Detection limit enhancement of fiber optic localized surface plasmon resonance biosensor by increased scattering efficiency and reduced background signal

Abstract

To reduce the limit of detection (LOD) in fiber optic localized surface plasmon resonance (FO LSPR) sensors, design strategies with high scattering efficiency and low background signal are proposed. Despite the cost effectiveness of fabrication, miniaturization capabilities, and high portability of optic fibers, the LOD is a limiting factor for fiber optic sensor applications. To overcome this limitation, we propose methods to increase the scattering efficiency and reduce background signal using gold capping and reactive-ion etching (RIE). Specifically, three strategies are implemented. First, the effective coverage for detection is selected by analyzing the sensor output according to the density of gold nanoparticles (AuNPs), which have been immobilized on the cross-section of the optical fiber. Next, the sensitivity is studied by examining changes in scattering efficiency of the AuNPs grown with different capping times.
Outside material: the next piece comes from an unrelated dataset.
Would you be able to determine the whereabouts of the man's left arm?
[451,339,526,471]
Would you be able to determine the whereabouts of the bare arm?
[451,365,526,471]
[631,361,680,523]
Third, RIE is performed on the fiber optic surface to reduce the reflectance in areas where the AuNPs are not fixed, thereby decreasing the background signal. Thyroglobulin, amyloid beta monomer, and oligomer are measured using the thus-fabricated FO LSPR sensor. The results are compared with those obtained with a sensor fabricated without using these strategies. The former showed the lower LOD and higher accuracy for biomarkers of the two. • The effective coverage of AuNPs is selected on the optical fiber. • For improvement of scattering efficiency, AuNPs are directly grown on fiber optic surface. • Surface etching is executed for reduction of background in bare surface. • The enhancement of the LODs is evaluated for several biomarkers.